Habeck will in diesem Zusammenhang ein „Zentralregister für Gefährder“ aufbauen. In diesem sollen alle relevanten Daten zu Personen, von denen die Gefahr erheblicher Straftaten ausgehe, sofort abrufbar sein. Ausländische Gefährder und Schwerkriminelle sollen „im verfassungsrechtlich zulässigen Rahmen“ abgeschoben oder inhaftiert werden können.
Um die Früherkennung ausländischer Gefährder zu erleichtern, soll es künftig verpflichtende medizinische Erstuntersuchungen für Asylsuchende geben. Dabei solle auch eine Prüfung auf psychische Erkrankungen stattfinden. Offen bleibt, wie zeitnah psychische Erkrankungen behandelt werden können. Derzeit warten in Deutschland ansässige Personen im Schnitt bereits 20 Wochen auf einen Therapieplatz.
Weiterhin kategorisches Nein zu Zurückweisungen an den Grenzen
Habeck drängt auch auf die Umsetzung des Sicherheitspakets, das die damalige Ampelregierung nach der Bluttat von Solingen im vergangenen August beschlossen hat. Dieses umfasst unter anderem eine Ausweitung von Polizeibefugnissen, auch zur automatisierten Datenanalyse und zur biometrischen Gesichtserkennung.
Die Union hatte das Paket trotz massiver Verschärfungen nicht mitgetragen – unter anderem, weil sie eine Zurückweisung von Asylsuchenden gefordert hatte, die aus EU- oder sicheren Drittstaaten eingereist waren. Wie Bundeskanzler Olaf Scholz hält auch Robert Habeck dies für EU-rechtswidrig.

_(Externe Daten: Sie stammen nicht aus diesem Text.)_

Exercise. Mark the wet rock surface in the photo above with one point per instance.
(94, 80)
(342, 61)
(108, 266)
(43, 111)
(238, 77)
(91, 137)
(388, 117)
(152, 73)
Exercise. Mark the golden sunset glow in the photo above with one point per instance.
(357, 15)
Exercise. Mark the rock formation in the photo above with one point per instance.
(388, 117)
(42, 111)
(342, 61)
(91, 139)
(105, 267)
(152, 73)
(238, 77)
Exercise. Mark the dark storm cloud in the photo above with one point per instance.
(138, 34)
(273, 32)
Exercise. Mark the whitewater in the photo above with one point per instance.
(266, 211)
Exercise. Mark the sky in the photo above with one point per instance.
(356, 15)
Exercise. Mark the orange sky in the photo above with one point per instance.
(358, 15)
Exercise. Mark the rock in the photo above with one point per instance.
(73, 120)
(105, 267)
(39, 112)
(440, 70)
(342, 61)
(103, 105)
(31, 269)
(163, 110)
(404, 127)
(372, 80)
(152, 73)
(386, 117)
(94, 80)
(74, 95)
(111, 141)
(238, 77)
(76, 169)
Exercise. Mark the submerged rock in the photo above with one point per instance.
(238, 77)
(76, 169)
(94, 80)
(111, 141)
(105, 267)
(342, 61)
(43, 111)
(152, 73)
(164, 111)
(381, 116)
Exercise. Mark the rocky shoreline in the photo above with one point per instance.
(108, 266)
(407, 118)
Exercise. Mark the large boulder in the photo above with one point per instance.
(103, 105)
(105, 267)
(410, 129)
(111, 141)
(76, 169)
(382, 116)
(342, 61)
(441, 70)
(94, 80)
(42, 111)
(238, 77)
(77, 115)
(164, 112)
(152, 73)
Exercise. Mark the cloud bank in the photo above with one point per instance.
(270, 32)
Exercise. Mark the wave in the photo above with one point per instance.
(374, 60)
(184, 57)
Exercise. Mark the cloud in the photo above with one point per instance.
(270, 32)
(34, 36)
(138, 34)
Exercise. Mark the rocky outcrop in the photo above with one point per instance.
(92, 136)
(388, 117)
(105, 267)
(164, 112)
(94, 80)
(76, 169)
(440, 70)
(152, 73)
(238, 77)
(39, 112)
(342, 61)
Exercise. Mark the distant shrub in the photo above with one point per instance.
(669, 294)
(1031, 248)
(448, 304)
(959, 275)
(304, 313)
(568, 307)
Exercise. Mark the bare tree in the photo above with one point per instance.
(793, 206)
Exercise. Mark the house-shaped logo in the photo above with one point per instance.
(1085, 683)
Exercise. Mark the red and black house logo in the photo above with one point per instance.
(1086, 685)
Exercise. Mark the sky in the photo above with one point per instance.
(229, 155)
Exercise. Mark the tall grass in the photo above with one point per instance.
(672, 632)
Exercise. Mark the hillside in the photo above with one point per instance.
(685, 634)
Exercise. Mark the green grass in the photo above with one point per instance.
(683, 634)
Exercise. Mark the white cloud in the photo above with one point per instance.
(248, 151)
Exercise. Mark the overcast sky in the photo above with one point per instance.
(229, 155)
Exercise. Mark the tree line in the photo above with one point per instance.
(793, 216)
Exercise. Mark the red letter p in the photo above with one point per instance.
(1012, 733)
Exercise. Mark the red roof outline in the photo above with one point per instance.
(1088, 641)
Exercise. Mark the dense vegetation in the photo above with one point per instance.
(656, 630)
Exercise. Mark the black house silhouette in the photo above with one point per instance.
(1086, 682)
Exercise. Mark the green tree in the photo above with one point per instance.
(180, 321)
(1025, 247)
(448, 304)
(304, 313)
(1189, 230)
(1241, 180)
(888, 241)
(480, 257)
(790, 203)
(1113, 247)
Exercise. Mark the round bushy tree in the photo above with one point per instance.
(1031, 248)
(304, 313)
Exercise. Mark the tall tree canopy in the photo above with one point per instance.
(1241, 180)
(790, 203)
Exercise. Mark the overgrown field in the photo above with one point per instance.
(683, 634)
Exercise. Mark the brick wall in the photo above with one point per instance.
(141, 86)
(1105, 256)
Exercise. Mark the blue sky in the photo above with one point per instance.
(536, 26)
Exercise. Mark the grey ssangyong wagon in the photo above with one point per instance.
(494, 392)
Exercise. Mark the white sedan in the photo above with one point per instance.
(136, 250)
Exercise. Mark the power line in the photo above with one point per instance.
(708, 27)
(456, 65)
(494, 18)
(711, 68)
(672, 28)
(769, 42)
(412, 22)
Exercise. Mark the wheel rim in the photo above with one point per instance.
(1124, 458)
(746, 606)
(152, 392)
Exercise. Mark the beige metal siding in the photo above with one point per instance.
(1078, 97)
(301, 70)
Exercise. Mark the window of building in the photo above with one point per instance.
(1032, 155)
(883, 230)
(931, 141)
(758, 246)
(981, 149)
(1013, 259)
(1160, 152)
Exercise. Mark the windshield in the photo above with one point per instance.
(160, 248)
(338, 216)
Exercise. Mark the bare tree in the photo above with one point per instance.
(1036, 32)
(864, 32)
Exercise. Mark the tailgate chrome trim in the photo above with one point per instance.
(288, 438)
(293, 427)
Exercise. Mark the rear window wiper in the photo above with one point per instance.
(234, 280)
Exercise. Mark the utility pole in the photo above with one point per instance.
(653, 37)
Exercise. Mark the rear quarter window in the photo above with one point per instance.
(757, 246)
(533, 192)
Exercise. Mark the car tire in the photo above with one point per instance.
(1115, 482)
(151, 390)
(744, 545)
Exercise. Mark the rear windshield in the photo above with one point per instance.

Die von Merz empfohlene Berufung auf einen nationalen Notstand werde vor dem Europäischen Gerichtshof keinen Bestand haben, heißt es vonseiten der Bundesregierung. Zudem weigerten sich einige EU-Herkunftsstaaten Asylsuchende zurückzunehmen, sollte zuvor kein EU-rechtlich vorgeschriebenes Verfahren zur Klärung der Zuständigkeit stattgefunden haben.
Habeck will mehr Migrationsabkommen wie jenes mit Kenia
Der Grünen-Spitzenkandidat hält stattdessen die zügige Umsetzung der Reform des Gemeinsamen Europäischen Asylsystems (GEAS) für wichtig. Dieses im Dezember 2023 beschlossene Paket müssen Mitgliedstaaten binnen zweier Jahre umsetzen. Habeck fordert außerdem rechtliche Schritte gegen EU-Länder, die gegen die Dublin-Regeln verstoßen.
Die übrigen Punkte des Habeck-Programms sehen eine Vereinfachung, Beschleunigung und Digitalisierung von Asylverfahren vor. Der Vizekanzler will auch Migrationsabkommen mit Herkunftsstaaten von Flüchtlingen abschließen. Vorbild sollen dabei Vereinbarungen sein, wie sie Bundeskanzler Olaf Scholz im Vorjahr mit Kenia geschlossen hatte.
Die Migrationsabkommen sollen die Rücknahme ausreisepflichtiger Staatsangehöriger sicherstellen. Andererseits sollen sie die gezielte Gewinnung von Arbeitskräften ermöglichen. Ob Habeck auch Abkommen mit Afghanistan und Syrien anstrebt, die zu den Herkunftsländern der meisten Geflüchteten gehören, bleibt offen. Bis dato hat Deutschland keine der De-facto-Regierungen in Kabul oder Damaskus offiziell anerkannt.